29 Oktober 2024

Akibat Membeli Dengan Cicilan

Akibat Membeli Dengan Cicilan
Hai Sobat Kumpulan Cerpen Siti Arofah Kali ini aku mau menceritakan sebuah kisahSeorang yang Terjebak dalam Keinginan untuk Punya Tas bermerk Termahal dengan Cara yang Salah.

Di sebuah kota yang gemerlap, ada seorang wanita muda bernama Mila. Mila bekerja sebagai asisten di sebuah perusahaan fashion ternama. Meskipun posisinya cukup rendah, ia berada di lingkungan orang-orang kaya dan berpengaruh yang sering terlihat mengenakan pakaian serta tas-tas mewah keluaran desainer papan atas. Setiap hari, ia melihat para wanita yang lalu-lalang di kantornya dengan tas bermerk yang harganya mungkin lebih mahal daripada gaji bulanannya.

Mila merasa iri dan sedikit tidak percaya diri. Dia merasa harus punya tas mewah juga agar dihormati dan dipandang setara dengan wanita-wanita lain di kantornya. Namun, gaji Mila jelas tidak cukup untuk membeli tas mahal itu. Sebagai seorang asisten, gajinya pas-pasan untuk membayar sewa apartemen dan kebutuhan sehari-hari.

Suatu hari saat makan siang dengan temannya, Tika, yang juga asisten di perusahaan tersebut, percakapan mengarah ke barang-barang branded.

    Tika: "Mil, lu lihat nggak tuh Mbak Lita? Dia baru aja beli tas keluaran terbaru dari Paris. Itu harganya setara mobil, lho!"

    Mila: "Gila ya, kayaknya semua orang di kantor ini punya barang branded. Kadang gue ngerasa minder, Tika."

    Tika (tertawa): "Sama, gue juga. Tapi ya, kalau dipikir-pikir, duit dari mana? Kita cuma asisten, Mil."

Mila tersenyum tipis, tapi di dalam hatinya ada tekad yang semakin kuat.
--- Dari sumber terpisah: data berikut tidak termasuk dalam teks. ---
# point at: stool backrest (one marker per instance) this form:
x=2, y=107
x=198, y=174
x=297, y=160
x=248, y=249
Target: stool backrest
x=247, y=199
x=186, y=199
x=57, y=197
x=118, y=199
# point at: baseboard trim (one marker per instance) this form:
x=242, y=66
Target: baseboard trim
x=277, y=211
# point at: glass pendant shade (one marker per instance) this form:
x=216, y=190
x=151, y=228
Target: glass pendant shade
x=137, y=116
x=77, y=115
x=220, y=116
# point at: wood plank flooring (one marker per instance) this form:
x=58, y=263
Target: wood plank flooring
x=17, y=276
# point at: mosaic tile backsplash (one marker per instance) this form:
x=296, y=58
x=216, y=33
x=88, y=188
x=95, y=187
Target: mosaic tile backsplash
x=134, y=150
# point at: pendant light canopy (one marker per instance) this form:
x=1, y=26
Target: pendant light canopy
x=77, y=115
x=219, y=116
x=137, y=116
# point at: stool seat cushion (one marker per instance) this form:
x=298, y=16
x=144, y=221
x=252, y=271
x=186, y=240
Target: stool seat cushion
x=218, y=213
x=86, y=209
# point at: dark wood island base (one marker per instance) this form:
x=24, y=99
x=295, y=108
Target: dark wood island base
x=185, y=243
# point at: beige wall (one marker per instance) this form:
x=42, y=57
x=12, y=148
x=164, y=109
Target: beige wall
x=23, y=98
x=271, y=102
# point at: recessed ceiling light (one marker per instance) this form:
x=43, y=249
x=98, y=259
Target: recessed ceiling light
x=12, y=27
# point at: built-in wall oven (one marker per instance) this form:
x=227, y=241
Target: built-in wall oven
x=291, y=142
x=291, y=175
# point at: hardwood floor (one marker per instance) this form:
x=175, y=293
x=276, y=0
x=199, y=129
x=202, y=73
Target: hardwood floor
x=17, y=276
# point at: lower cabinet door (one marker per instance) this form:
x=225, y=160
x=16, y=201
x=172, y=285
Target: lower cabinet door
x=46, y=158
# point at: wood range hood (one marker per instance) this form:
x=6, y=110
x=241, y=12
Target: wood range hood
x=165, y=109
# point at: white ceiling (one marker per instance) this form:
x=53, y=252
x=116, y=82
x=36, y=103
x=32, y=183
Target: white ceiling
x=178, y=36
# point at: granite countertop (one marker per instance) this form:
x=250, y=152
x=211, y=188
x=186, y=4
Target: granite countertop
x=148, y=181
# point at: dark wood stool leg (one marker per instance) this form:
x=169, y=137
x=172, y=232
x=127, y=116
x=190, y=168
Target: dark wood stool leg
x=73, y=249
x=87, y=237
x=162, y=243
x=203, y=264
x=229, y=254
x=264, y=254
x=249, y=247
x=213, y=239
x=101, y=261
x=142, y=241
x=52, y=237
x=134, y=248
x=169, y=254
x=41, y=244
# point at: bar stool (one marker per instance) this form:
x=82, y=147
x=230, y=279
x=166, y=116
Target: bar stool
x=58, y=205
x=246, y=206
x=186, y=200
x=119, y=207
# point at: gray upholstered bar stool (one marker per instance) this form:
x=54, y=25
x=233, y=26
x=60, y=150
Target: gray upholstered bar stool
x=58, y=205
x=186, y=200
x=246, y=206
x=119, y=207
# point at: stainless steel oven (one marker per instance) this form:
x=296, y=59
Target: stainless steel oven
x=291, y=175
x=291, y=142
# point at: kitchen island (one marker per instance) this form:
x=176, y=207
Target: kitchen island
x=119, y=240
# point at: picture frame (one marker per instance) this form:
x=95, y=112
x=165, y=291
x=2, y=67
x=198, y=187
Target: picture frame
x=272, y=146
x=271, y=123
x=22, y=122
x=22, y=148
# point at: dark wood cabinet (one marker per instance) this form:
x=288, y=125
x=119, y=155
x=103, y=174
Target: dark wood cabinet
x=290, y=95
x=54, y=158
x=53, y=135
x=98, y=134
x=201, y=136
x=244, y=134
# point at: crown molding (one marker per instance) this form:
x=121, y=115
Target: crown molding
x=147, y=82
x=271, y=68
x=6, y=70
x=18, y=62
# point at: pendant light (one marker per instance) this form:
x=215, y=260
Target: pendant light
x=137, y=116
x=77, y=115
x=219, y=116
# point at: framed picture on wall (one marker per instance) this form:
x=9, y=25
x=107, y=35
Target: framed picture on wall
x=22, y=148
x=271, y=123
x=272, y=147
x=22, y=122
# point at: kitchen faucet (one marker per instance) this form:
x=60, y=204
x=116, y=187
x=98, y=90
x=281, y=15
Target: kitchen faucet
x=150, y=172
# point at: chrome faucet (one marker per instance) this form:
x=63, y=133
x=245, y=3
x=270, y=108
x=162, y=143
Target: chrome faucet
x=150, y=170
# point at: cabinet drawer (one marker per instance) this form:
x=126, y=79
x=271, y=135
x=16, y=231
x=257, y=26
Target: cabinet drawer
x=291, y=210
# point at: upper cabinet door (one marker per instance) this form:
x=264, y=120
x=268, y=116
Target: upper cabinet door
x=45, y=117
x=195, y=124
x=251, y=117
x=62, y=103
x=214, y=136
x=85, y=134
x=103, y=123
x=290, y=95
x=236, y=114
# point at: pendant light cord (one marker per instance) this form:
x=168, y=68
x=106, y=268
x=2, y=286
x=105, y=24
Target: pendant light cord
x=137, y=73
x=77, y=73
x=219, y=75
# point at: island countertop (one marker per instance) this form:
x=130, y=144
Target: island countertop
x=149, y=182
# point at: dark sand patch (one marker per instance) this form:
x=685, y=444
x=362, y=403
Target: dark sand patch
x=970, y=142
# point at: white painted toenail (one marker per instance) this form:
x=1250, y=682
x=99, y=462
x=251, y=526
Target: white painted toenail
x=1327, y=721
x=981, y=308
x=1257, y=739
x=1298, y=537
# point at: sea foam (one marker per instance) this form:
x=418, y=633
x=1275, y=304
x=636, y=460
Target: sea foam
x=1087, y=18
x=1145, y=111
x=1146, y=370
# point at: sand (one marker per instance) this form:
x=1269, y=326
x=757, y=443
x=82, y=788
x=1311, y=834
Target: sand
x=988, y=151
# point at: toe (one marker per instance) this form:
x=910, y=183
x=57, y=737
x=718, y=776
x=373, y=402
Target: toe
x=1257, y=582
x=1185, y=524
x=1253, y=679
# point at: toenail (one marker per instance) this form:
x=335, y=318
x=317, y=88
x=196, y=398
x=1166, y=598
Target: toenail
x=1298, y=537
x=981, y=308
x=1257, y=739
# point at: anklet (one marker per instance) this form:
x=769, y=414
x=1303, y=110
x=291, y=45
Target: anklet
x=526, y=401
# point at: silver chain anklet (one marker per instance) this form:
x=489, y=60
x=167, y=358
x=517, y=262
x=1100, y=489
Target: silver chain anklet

Dia ingin sekali punya tas mahal agar bisa tampil seperti wanita-wanita sukses di kantornya. Keinginan itu semakin hari semakin menjadi-jadi, sampai suatu hari ia menemukan solusi yang kelihatannya seperti jawaban atas ambisinya.

Di suatu forum online, Mila melihat banyak postingan yang menawarkan "pinjaman cepat tanpa agunan". Tawarannya tampak menggiurkan: hanya perlu melampirkan kartu identitas dan dalam hitungan hari uang akan masuk ke rekening. Mila tahu risikonya tinggi, tapi rasa ingin punya tas mewah sudah mengaburkan akal sehatnya.

Dengan degup jantung yang tak menentu, Mila pun menghubungi salah satu nomor kontak di forum tersebut.

Telepon antara Mila dan Agen Pinjaman

    Agen: "Selamat siang, dengan Ibu Mila, ya? Terima kasih telah menghubungi kami. Jadi, ibu membutuhkan pinjaman untuk keperluan apa, ya?"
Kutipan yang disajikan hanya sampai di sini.